Candace wrote of an American hero of recent years. Rabbi Soloveichik wrote of the 20 or so Jews, buried that New York cemetery, who were heroes of more than two centuries past.  They served in the American Revolution. Memorial Day is for them, as it is for my cousin Walter, and for all those who gave their lives for our country in the many years between then and now.

One of the greatest strengths of Jewish folk of all nations, one of the secrets to their endurance through the agmemorial_dayes, is that they never forget who they are or whence they came. The rabbi, in his op-ed piece, goes on to say,

“For many Americans, Memorial Day obligates us once a year to remember those who made the ultimate sacrifice for our nation. Yet for Jews, memory, bridging the gap between past and present, is a constant duty. ..‘bygones turn into facts, pale memories into living experiences and archaeological history into a vibrant realty.’

“I am reminded of this every spring, when, in a small cemetery in downtown Manhattan, patriotic Jews, buried for centuries, are given the chance to live again.”

Does Candace not also give Walter, who lived and died centuries later, that same chance to live again? After recounting what he and she used to do on Memorial Day, raising the flag, tending the flowers, cleaning and tending his personal memorial to a fallen comrade, she writes,

“And then, we got out the barbecue and planned our menu and decided what and if we wanted to do anything other than what was most important to us. I will lower the flag and play taps for you and all the others that fought for what we all take for granted.”

That Walter and Candace did, and that all of us may still, decide what and if we want to do anything other than what is more important to us, answers the question I posed at the beginning of this piece: Memorial Day is an occasion to do what, exactly?

Memorial Day is an occasion, first, to make that decision of which Candace writes. We are free to make it because they died to give us that freedom.
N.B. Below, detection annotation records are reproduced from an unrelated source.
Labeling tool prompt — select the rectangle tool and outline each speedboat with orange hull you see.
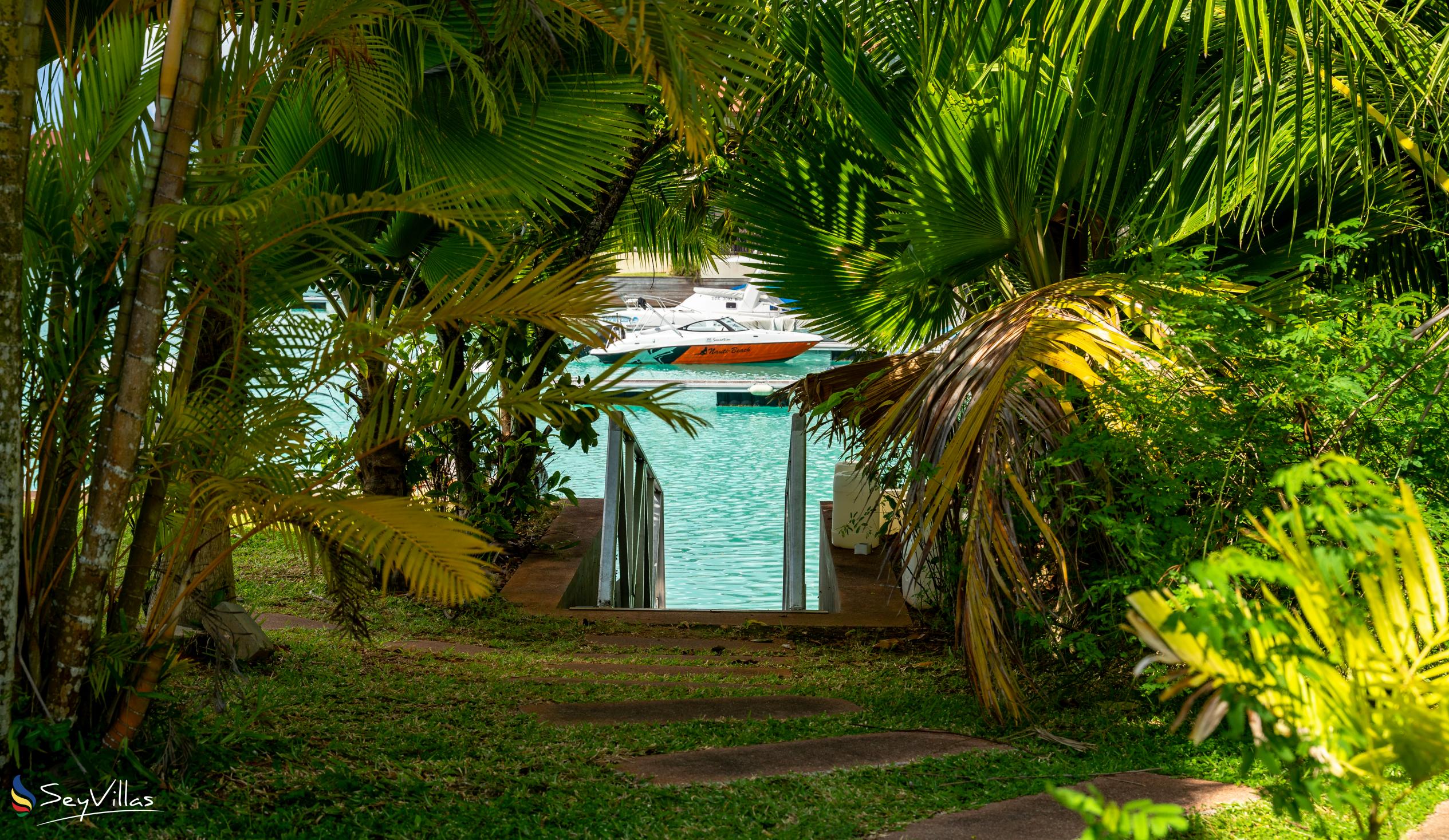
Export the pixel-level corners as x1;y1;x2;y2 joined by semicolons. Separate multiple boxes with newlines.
590;317;825;365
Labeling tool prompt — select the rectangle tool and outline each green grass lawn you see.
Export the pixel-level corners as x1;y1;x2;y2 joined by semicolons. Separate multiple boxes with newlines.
14;537;1449;840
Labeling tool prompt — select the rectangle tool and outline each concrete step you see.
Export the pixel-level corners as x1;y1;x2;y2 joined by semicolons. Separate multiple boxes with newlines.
383;638;503;656
1404;801;1449;840
546;662;791;676
584;636;794;656
519;694;861;725
885;774;1258;840
509;676;761;689
257;613;337;630
615;731;1009;785
572;650;796;668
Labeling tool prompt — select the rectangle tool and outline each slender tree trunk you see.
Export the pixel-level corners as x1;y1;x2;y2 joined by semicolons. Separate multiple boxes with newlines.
0;0;42;763
45;0;220;720
438;328;478;512
358;362;413;495
106;298;214;633
106;468;170;633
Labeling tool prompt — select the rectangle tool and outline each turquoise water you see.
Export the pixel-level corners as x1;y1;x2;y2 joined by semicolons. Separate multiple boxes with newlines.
313;316;839;610
549;350;840;610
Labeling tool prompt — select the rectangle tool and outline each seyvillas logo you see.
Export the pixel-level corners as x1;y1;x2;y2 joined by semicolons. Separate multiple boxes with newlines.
10;776;162;826
10;776;35;814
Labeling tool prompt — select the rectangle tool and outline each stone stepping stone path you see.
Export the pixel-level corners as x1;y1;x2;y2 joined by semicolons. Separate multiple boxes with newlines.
519;694;861;725
257;613;337;630
549;662;791;676
615;731;1008;787
584;636;793;654
1404;801;1449;840
383;638;503;656
885;774;1258;840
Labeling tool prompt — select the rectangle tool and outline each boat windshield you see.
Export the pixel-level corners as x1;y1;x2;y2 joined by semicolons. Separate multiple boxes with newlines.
683;318;745;333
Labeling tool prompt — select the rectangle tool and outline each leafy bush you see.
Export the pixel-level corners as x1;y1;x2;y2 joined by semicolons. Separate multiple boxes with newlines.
1046;785;1187;840
1129;455;1449;838
1043;246;1449;660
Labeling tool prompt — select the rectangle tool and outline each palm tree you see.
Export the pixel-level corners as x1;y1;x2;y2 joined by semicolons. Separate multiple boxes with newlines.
730;0;1444;714
0;0;42;759
14;0;759;746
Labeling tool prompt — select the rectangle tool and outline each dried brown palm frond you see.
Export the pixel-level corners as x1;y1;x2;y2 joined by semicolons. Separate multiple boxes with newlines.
791;277;1165;715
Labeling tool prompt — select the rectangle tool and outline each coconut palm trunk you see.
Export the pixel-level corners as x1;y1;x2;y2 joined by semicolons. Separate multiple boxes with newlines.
45;0;220;720
0;0;42;759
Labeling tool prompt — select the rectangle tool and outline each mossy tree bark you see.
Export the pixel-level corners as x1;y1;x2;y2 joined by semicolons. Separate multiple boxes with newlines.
45;0;220;720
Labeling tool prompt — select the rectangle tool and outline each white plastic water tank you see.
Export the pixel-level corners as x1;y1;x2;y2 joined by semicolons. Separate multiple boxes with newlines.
830;460;881;549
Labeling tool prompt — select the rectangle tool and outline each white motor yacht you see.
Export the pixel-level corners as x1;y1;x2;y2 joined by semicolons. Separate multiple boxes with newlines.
603;284;804;332
590;316;825;365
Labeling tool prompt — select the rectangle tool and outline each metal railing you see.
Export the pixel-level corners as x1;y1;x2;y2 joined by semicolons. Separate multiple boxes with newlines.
781;413;806;610
598;419;664;610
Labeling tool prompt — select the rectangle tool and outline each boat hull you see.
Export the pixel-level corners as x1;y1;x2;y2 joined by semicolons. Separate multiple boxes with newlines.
593;340;820;365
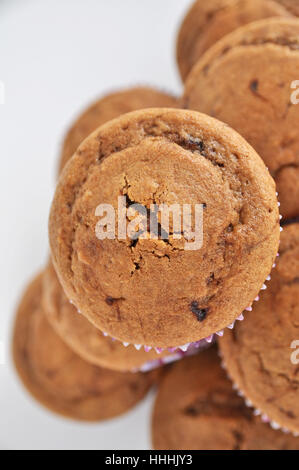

Those who died would want us to plan our menus, to be with our loved ones, to associate with whom we please. In short, to laugh and love and taste the Summertime, which begins now. So let us do so, and thereby give all our departed heroes a chance to live again.

We take all those freedoms for granted.  We should enjoy our freedoms on this lovely weekend. But only after we also remember all those, from the founding of our nation to the present day, who died to make us free.